Visualizing Graph Neural Networks with CorGIE: Corresponding a Graph to Its Embedding
This addresses the interpretability challenge for GNN developers, but it is incremental as it builds on existing visualization methods for neural networks.
The paper tackles the problem of understanding what graph neural networks (GNNs) learn by proposing CorGIE, an interactive tool that visualizes the correspondence between input graphs and node embeddings, and it was evaluated through a case study with five GNN experts.

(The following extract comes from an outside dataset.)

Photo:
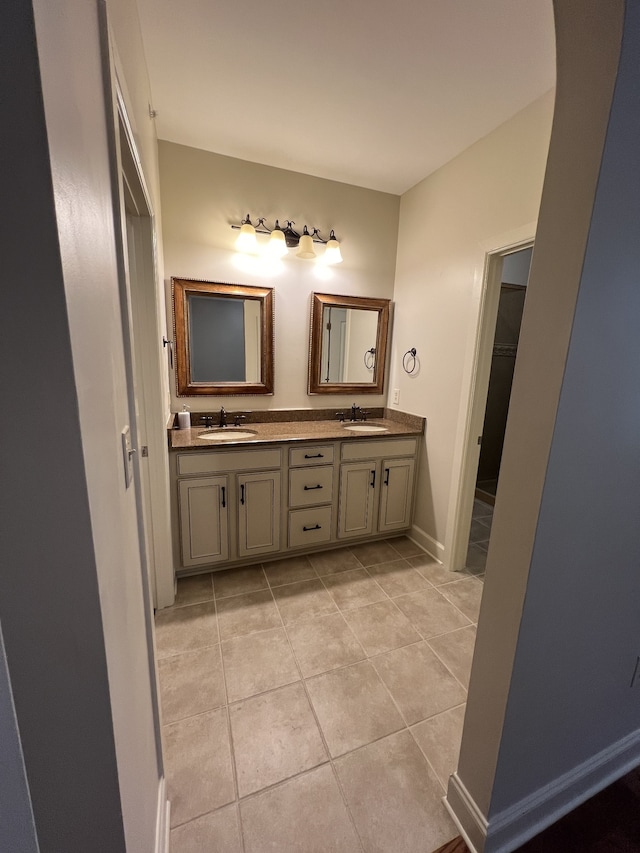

Graph neural networks (GNNs) are a class of powerful machine learning tools that model node relations for making predictions of nodes or links. GNN developers rely on quantitative metrics of the predictions to evaluate a GNN, but similar to many other neural networks, it is difficult for them to understand if the GNN truly learns characteristics of a graph as expected. We propose an approach to corresponding an input graph to its node embedding (aka latent space), a common component of GNNs that is later used for prediction. We abstract the data and tasks, and develop an interactive multi-view interface called CorGIE to instantiate the abstraction. As the key function in CorGIE, we propose the K-hop graph layout to show topological neighbors in hops and their clustering structure. To evaluate the functionality and usability of CorGIE, we present how to use CorGIE in two usage scenarios, and conduct a case study with five GNN experts.